Dans la nuit du 7 mars 2023, des milliers de Géorgiens se rassemblent à Tbilissi devant le parlement pour protester contre la « loi russe », votée par le parti majoritaire Rêve géorgien. Le texte vise à stigmatiser les ONG occidentales en les forçant à s’enregistrer comme « agents de l’étranger ». Face à la résistance de l’opposition et de la société civile, le gouvernement retire sa loi, mais prépare sa riposte dans les médias privés contrôlés par ses alliés.

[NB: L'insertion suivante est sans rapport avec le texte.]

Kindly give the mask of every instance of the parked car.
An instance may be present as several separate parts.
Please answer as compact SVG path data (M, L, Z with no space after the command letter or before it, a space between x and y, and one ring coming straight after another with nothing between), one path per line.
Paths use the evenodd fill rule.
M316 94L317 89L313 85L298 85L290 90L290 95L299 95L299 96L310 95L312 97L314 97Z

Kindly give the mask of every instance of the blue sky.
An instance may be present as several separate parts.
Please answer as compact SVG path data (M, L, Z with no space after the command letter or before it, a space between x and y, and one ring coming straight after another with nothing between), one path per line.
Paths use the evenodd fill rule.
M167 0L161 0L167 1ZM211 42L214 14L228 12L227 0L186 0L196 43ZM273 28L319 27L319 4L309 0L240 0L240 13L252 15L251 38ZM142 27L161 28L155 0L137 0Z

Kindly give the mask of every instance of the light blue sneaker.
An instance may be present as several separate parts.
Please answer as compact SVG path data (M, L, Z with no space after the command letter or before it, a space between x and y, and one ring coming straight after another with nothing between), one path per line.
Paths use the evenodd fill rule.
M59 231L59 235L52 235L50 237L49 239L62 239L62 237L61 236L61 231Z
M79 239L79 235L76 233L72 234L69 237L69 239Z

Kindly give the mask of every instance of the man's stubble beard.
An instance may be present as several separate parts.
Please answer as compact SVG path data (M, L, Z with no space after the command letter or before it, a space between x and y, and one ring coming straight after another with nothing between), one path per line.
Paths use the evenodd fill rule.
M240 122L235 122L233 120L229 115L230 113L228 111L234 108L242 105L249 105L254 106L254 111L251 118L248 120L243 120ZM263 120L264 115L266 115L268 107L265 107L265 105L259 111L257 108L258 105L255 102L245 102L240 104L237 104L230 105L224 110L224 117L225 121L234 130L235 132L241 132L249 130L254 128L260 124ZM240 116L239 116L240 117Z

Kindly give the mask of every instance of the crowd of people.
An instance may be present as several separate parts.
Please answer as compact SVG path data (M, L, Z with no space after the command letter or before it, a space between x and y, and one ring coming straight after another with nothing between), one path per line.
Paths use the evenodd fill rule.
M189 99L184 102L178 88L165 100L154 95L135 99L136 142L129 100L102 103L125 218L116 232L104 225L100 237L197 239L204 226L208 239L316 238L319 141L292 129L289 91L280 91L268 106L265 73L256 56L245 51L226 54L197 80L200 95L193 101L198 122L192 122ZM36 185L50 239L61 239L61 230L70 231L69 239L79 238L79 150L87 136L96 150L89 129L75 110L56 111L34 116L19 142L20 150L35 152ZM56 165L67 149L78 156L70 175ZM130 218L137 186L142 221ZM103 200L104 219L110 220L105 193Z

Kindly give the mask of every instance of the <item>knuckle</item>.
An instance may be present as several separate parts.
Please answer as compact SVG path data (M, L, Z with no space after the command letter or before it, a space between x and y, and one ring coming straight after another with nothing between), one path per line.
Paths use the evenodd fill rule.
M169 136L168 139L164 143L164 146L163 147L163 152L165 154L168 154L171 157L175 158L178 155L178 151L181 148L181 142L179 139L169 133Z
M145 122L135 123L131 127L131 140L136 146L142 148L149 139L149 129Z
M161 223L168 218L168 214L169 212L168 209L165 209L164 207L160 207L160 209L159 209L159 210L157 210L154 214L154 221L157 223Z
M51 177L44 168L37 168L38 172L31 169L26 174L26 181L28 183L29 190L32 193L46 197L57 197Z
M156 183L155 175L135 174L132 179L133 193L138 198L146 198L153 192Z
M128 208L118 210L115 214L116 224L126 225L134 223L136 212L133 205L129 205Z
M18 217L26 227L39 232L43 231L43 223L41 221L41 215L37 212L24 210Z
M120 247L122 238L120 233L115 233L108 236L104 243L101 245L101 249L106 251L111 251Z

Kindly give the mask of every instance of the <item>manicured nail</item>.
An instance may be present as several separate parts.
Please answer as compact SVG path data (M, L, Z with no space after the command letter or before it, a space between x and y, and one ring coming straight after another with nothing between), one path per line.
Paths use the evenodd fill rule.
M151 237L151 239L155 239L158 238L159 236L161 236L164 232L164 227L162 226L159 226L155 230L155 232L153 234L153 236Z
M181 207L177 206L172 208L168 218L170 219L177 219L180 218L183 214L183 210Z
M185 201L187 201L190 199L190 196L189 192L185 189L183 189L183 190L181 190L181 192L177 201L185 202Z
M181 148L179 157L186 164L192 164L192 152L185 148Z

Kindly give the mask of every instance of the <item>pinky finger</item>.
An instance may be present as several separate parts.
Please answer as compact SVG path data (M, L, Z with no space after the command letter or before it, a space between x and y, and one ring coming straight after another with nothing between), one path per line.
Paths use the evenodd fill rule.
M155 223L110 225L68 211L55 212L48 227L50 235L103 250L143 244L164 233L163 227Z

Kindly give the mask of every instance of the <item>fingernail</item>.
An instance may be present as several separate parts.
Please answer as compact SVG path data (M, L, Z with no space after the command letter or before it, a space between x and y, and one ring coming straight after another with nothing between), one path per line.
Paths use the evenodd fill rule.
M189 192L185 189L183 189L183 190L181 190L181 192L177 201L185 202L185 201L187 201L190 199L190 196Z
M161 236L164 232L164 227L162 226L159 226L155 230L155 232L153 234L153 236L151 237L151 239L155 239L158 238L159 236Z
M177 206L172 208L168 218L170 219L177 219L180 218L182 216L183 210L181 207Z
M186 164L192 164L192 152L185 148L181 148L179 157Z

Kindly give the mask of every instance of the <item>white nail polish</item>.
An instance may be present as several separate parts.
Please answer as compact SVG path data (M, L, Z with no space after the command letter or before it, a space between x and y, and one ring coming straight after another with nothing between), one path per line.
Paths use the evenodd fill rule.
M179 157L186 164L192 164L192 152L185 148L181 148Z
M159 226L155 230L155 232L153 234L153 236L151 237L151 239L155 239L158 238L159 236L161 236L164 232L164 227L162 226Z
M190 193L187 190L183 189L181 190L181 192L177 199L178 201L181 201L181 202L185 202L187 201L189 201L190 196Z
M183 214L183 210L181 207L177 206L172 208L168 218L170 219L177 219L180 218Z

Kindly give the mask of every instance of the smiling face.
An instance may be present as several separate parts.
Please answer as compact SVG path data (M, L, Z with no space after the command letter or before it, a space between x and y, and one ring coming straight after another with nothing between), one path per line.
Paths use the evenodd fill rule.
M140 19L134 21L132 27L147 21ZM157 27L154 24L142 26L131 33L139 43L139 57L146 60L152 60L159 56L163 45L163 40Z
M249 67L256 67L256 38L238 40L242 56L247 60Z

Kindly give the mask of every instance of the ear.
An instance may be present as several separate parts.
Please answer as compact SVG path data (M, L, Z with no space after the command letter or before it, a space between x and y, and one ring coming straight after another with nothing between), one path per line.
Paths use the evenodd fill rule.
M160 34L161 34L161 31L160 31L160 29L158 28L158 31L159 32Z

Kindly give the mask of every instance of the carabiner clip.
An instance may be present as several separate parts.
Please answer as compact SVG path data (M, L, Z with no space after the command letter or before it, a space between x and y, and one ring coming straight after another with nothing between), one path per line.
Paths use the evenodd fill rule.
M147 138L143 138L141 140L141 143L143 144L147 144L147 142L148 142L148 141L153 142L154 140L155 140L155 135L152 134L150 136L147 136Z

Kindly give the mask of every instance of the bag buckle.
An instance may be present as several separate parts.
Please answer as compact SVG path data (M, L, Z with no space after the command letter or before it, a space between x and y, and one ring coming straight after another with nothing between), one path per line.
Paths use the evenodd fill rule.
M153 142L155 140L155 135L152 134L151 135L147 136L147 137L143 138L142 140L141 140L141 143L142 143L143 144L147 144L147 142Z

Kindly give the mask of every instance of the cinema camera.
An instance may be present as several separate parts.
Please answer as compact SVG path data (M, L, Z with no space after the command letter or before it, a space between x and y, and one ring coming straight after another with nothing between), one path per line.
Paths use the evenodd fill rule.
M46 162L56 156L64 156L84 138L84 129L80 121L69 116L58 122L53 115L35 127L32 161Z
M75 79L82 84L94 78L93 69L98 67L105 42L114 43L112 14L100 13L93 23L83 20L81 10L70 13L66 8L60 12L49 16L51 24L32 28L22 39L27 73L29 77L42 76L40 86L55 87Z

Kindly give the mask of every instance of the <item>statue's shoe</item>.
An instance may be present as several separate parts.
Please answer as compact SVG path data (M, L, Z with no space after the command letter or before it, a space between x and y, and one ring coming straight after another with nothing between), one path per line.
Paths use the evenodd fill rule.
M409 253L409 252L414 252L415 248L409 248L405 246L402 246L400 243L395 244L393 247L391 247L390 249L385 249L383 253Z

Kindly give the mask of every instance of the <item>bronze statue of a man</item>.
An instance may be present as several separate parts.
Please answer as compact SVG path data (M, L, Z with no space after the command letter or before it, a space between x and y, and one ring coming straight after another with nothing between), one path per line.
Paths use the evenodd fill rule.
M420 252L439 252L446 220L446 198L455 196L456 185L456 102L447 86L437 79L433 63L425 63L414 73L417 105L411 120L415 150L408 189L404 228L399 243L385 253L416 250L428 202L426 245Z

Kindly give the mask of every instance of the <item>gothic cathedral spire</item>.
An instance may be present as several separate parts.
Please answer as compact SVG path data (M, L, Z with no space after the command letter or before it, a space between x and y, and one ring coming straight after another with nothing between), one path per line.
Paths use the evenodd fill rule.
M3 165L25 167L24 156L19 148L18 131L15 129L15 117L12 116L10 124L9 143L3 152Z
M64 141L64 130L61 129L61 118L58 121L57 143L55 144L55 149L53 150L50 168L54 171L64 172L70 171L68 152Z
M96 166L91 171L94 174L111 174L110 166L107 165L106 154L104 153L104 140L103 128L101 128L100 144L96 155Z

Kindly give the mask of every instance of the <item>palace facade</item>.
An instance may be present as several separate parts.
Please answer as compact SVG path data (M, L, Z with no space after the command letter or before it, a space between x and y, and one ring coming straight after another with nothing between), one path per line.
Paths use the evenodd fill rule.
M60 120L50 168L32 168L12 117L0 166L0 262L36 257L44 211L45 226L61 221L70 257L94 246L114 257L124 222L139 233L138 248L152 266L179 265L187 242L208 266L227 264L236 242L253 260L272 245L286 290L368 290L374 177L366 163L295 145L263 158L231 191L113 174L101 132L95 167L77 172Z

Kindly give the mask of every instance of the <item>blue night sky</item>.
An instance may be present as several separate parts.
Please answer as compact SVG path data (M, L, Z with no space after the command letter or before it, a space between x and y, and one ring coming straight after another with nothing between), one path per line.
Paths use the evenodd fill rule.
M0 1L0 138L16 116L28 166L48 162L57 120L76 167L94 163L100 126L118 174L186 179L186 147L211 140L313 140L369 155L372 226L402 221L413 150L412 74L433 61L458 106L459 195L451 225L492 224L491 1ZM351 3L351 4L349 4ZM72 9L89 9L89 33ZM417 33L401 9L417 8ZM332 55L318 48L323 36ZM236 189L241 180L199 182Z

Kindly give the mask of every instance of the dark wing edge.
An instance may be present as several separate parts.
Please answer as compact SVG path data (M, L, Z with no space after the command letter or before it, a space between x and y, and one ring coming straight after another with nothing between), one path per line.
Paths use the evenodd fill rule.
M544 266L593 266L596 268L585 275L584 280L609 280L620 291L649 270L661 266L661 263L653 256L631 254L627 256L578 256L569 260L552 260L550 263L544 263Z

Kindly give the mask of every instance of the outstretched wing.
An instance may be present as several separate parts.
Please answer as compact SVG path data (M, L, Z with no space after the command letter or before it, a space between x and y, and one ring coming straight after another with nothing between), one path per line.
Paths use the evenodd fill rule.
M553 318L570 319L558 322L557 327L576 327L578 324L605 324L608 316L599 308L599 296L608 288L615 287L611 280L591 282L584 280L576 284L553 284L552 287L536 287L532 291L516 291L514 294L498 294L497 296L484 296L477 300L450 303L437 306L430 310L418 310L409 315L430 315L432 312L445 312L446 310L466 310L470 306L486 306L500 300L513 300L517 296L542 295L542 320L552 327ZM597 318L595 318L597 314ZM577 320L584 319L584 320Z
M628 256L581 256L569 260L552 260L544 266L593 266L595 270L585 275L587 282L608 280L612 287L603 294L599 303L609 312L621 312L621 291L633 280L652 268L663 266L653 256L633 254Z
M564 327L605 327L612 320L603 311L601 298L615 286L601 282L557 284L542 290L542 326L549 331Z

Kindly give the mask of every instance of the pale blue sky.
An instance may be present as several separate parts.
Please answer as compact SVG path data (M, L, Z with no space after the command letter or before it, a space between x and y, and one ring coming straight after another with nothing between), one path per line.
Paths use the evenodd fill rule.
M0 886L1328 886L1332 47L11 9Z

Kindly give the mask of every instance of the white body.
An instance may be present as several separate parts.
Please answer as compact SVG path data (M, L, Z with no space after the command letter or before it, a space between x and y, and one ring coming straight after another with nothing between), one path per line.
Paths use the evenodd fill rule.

Dès le lendemain, la chaîne de télévision d’extrême droite Alt-Info assimile les manifestants à des émeutiers. Le bandeau indique : « Vandalisme au rassemblement des radicaux pro-Occident ». Le 12 mars, sur Imedi TV, chaîne de télévision pro-gouvernementale, l’homme d’affaires Vato Shakarishvili, fondateur du mouvement Georgia First, affirme que l’ambassade américaine a piloté la contestation. Le 13, dans une interview au site d’information La Géorgie et le monde, l’universitaire pro-russe Shota Apkaidze met en garde : « Le Kremlin suit avec attention cette tentative de coup d’État, dont l’objectif est d’ouvrir un second front contre la Russie. »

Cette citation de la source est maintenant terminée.